The band's live performances at large venues such as the Sydney Entertainment Centre was criticised by some fans, as the band had previously stated they disliked playing to large crowds. Drummer Jon Coghill said he was not bothered by the comments, as the band (other than guitarist Ian Haug) generally did not take much note of such critique.

==Release and response==
These Days: Live in Concert was released as a CD on 6 September 2004, through the record label Universal Music Australia . Only 40,000 copies of the CD were initially created. Meanwhile, the DVD version was released on 4 October 2004. "Stumblin'", the first and only single from the album, was released on 6 June 2004, but failed to chart.

These Days: Live in Concert entered the ARIA charts at #2 19 September 2004, and spent a total of 8 weeks in the chart, exiting on 7 November 2004. The CD version was certified "Gold" by ARIA, while the DVD version was certified "Double Platinum" in the same year.

These Days: Live in Concert received a mixed response from reviewers. Sputnikmusic reviewer James Bishop approved of the album, giving it a score of 4/5, and summarising "Powderfinger deliver a live show that's as entertaining as it is surprising". Bishop praised numerous performances on disc one, calling "Rockin' Rocks" "a great introduction to their arena spectacular", describing the almost instrument-free performance of "These Days" as "one of the most heart-wrenching moments they’ve ever recorded", and calling "Thrilloilogy" "the quintessential live Powderfinger track". Bishop also enjoyed disc two, lauding the acoustic performances of "Sunsets" and "Love Your Way", and describing b-side "Rita" as "an absolute hit as usual".

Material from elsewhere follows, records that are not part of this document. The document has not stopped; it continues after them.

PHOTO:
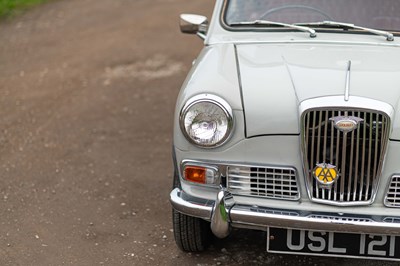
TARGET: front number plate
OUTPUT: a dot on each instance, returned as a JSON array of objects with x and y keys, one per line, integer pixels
[{"x": 333, "y": 244}]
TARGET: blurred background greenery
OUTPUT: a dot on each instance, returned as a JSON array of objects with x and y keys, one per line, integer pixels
[{"x": 10, "y": 8}]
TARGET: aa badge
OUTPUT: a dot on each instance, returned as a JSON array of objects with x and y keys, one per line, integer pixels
[{"x": 325, "y": 174}]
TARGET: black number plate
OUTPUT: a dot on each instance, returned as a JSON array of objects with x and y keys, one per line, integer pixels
[{"x": 333, "y": 244}]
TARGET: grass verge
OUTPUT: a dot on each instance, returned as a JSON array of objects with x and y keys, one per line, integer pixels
[{"x": 10, "y": 8}]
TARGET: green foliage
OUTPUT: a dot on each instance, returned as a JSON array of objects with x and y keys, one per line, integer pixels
[{"x": 9, "y": 8}]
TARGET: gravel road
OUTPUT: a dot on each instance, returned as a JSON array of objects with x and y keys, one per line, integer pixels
[{"x": 87, "y": 93}]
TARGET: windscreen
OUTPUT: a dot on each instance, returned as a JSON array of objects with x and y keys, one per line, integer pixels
[{"x": 378, "y": 14}]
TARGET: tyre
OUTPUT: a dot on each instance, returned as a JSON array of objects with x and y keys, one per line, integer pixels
[{"x": 191, "y": 234}]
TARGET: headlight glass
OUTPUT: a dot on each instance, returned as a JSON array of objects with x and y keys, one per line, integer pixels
[{"x": 206, "y": 120}]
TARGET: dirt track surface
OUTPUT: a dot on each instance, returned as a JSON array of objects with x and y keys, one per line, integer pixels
[{"x": 87, "y": 93}]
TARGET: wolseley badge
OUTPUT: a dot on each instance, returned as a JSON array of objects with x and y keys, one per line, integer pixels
[
  {"x": 325, "y": 174},
  {"x": 346, "y": 123}
]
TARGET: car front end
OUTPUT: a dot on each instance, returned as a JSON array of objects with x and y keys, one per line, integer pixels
[{"x": 298, "y": 135}]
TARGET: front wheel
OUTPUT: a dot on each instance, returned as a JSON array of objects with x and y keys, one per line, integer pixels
[{"x": 191, "y": 234}]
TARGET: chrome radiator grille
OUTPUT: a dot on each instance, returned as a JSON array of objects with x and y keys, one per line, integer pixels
[
  {"x": 392, "y": 198},
  {"x": 357, "y": 155},
  {"x": 273, "y": 182}
]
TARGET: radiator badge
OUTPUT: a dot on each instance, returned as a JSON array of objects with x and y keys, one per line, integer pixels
[
  {"x": 325, "y": 174},
  {"x": 346, "y": 123}
]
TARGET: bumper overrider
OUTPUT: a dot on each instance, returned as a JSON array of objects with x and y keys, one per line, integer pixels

Jeff Crawford, of Adelaide newspaper The Messenger disagreed with Bishop, giving the album three stars, and stating "Gregor Jordan's concert film makes the most of Powderfinger's strengths but can't disguise their lack of dynamism, while the interviews are hardly insightful". He called Fanning's solo on "These Days" the highlight of the album.

==Personnel==

===Powderfinger===
- Bernard Fanning
- Darren Middleton
- Ian Haug
- John Collins
- Jon Coghill

===Production Disc One===
- Paul Piticco - Executive producer
- Paul Butler - Producer
- Gregor Jordan - Director
- Luke Doolan - Film editing
- Remote Recorders - Audio Recording

===Production Disc Two===
- Ben Richardson - Producer
- Stuart Subotic -Producer
- Bernie Zelvis - Director
- Remote Recorders - Audio Recording

==Track listing==

===Disc One – Live on Vulture Street===
These Days (Live in Concert) Powderfinger
1. "Rockin' Rocks"
2. "Waiting for the Sun"
3. "Love Your Way"
4. "Since You've Been Gone"
5. "Thrilloilogy".
6. "My Kind of Scene"
7. "Stumblin'"
8. "These Days"
9. "Rita"
10. "Pockets"
11. "Passenger"
12. "Like a Dog"
13. "My Happiness"
14. "On My Mind"

===Disc Two – Low Key===
1. "Love Your Way"
2. "Since You've Been Gone"
3. "Waiting for the Sun"
4. "A Song Called Everything"
5. "Sunsets"
6. "How Far Have We Really Come?"
7. "Rita"
8. "Inner City Blues"
9. "(Baby I've Got You) On My Mind"

==Certifications==

| Region | Certification | Certified units/sales |
| Australia (ARIA) | 2× Platinum | 30,000^{^} |
^{^} Shipments figures based on certification alone.